After a faster-than-expected 70-minute return ascent, he safely reached the surface at noon local time Monday (0200 GMT) about 300 miles southwest of the U.S. territory of Guam in the western Pacific, National Geographic said in a press statement.
The expedition was a joint project by Cameron, National Geographic and watchmaker Rolex that has been dubbed “Deepsea Challenge” and was designed to expand understanding of a little-known corner of the Earth.
The Scripps Institution of Oceanography at the University of California, San Diego, is the project’s principal science collaborator.

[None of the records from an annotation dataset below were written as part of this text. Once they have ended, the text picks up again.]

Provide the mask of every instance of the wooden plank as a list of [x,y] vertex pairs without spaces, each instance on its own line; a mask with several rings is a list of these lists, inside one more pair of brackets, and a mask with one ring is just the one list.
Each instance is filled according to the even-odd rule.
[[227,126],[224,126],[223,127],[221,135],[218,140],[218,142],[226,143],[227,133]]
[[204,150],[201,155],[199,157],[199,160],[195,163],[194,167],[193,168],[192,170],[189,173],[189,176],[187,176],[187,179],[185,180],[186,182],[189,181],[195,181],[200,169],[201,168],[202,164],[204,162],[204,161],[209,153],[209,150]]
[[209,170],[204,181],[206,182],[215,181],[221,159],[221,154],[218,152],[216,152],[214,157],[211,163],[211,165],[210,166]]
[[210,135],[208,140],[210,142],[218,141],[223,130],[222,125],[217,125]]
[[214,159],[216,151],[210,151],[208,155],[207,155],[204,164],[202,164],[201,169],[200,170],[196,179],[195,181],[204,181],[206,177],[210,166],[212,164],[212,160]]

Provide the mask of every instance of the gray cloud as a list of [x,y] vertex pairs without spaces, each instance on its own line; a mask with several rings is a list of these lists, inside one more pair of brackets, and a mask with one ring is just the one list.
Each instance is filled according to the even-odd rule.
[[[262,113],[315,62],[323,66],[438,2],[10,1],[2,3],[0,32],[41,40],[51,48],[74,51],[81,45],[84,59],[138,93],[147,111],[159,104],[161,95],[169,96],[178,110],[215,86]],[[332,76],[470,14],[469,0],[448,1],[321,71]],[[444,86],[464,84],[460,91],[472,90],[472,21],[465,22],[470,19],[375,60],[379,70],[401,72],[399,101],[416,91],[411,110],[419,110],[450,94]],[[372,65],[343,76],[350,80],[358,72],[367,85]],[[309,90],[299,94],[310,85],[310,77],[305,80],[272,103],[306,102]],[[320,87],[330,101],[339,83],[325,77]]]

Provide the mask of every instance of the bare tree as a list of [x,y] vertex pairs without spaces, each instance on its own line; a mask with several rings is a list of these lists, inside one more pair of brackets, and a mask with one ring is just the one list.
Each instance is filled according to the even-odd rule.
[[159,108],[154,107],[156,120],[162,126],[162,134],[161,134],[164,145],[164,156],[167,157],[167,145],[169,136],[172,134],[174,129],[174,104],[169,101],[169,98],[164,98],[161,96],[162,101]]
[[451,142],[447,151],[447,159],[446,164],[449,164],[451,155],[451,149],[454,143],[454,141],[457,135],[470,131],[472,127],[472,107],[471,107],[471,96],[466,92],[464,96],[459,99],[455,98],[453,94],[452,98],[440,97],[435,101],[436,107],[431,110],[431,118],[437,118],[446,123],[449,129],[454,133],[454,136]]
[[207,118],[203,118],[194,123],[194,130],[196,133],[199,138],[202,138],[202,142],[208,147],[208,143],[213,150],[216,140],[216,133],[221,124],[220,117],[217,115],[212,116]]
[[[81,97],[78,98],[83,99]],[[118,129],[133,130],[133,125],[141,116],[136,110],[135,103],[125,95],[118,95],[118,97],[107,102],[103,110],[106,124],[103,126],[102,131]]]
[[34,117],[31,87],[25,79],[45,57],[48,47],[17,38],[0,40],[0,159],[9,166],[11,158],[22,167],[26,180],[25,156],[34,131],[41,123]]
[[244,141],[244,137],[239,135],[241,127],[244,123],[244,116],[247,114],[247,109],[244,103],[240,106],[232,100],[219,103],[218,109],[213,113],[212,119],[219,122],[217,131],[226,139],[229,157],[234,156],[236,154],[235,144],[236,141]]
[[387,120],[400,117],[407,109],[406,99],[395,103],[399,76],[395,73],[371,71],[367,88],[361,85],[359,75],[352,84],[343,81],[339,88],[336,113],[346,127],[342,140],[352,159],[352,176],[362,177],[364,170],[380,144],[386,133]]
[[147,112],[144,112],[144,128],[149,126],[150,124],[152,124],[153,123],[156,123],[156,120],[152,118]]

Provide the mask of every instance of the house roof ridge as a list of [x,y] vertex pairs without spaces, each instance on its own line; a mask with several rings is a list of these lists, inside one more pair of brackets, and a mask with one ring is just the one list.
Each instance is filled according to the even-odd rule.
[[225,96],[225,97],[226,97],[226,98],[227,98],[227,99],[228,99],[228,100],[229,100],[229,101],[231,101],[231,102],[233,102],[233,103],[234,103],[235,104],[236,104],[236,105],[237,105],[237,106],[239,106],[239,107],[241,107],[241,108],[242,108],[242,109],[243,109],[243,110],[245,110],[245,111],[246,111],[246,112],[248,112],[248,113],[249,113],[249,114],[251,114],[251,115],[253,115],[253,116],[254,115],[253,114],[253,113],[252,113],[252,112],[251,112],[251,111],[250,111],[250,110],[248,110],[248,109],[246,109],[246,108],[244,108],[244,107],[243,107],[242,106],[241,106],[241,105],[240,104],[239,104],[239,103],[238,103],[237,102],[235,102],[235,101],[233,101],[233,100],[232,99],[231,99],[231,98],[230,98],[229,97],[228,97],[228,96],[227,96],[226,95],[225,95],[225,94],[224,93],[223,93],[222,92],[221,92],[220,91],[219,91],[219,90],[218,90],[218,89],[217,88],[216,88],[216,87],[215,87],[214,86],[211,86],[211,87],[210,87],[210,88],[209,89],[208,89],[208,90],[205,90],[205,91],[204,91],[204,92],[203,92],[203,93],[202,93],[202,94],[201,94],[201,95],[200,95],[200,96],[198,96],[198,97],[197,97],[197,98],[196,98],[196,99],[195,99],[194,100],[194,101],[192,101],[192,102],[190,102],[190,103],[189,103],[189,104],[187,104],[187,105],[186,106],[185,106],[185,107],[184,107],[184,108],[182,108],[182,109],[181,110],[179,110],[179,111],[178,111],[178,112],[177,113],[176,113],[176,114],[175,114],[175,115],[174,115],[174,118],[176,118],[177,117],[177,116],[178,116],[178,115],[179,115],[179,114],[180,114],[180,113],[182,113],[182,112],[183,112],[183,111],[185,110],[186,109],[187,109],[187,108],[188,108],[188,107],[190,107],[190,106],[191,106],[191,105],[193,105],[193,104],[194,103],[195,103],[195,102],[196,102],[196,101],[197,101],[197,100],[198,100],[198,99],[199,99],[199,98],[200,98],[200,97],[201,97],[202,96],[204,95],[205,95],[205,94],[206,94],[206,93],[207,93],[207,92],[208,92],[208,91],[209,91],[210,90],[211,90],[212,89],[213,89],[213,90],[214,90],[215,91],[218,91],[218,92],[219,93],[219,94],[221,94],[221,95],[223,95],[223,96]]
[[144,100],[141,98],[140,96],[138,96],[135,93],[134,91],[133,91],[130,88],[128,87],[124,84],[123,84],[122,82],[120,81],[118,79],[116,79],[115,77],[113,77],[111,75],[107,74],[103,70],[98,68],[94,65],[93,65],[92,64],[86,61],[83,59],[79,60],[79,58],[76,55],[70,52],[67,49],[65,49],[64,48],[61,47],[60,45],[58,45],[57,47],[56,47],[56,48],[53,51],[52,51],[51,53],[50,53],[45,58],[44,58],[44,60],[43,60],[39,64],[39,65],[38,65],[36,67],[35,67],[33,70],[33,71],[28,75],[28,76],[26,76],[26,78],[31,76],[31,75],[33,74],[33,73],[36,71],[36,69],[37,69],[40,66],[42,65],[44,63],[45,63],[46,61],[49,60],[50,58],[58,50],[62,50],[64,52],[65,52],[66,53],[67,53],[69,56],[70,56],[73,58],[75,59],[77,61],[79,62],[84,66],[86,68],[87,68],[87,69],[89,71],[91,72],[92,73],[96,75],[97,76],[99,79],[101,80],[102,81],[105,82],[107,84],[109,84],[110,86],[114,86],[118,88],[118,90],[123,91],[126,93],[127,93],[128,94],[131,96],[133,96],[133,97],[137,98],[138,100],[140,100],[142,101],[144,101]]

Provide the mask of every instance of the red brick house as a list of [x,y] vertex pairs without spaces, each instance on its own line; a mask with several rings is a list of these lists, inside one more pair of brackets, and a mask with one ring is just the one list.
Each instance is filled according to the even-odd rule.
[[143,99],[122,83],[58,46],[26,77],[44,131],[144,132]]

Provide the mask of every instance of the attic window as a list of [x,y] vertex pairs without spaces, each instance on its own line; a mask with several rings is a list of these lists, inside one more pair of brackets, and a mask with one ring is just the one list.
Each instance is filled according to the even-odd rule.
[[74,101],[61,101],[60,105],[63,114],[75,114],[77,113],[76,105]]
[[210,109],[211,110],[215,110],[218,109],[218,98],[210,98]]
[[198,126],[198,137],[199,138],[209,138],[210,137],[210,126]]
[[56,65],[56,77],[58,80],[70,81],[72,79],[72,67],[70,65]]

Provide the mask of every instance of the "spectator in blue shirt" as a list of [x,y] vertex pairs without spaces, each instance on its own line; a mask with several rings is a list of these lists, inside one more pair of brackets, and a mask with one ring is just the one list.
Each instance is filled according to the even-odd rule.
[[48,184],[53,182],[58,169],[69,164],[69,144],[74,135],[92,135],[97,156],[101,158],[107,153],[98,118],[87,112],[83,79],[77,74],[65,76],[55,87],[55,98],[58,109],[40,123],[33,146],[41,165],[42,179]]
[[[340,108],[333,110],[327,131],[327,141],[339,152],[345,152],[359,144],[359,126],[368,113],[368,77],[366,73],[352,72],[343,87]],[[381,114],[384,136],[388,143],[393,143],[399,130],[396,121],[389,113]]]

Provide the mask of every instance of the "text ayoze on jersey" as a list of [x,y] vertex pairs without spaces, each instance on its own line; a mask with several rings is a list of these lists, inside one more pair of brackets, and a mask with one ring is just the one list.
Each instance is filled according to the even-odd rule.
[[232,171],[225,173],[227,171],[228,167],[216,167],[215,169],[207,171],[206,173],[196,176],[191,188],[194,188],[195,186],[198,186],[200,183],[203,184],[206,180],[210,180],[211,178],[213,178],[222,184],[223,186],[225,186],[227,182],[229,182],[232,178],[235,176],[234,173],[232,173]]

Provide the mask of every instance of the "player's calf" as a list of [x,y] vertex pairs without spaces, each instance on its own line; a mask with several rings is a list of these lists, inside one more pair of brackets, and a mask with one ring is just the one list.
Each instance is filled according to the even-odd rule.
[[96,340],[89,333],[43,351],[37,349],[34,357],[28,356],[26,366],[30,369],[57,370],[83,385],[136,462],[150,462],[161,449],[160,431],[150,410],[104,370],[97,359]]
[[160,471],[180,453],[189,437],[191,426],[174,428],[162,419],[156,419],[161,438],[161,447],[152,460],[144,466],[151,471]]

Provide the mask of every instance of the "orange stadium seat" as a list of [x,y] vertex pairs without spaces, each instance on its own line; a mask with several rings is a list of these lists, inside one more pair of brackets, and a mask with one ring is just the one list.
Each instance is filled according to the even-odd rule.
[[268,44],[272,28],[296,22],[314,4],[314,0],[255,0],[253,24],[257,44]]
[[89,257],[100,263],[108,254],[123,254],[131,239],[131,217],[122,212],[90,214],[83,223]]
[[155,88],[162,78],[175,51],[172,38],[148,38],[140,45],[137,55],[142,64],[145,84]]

The single-man vehicle piloted by Cameron, the Deepsea Challenger, stands 24 feet tall and was designed to descend upright and rotating at a speed of about 500 feet per minute.
The submersible represents breakthroughs in materials science, structural engineering and imaging through an ultra-small, full-ocean depth-rated stereoscopic camera.
While he is perhaps better known as director of such films as “Titanic,” “Avatar” and “Aliens,” Cameron is no stranger to underwater exploration. For “Titanic,” he took 12 dives to the famed shipwreck in the North Atlantic, leading him to develop deep-sea film and exploration technology.
He has since led six expeditions, authored a forensic study of the German battleship Bismarck wreck site and conducted extensive 3-D imaging of deep hydrothermal vents along the Mid-Atlantic Ridge, the East Pacific Rise and the Sea of Cortez.
The Deepsea Challenge expedition was chronicled for a 3-D feature film set for theatrical release and for subsequent broadcast on the National Geographic Channel.
Scripps oceanographer Lisa Levin said the project’s potential for generating public interest in deep-ocean science was as important as any new species that Cameron might have discovered.
“I consider Cameron to be doing for the trenches what (French undersea explorer) Jacques Cousteau did for the ocean many decades ago,” she told the National Geographic Daily News website.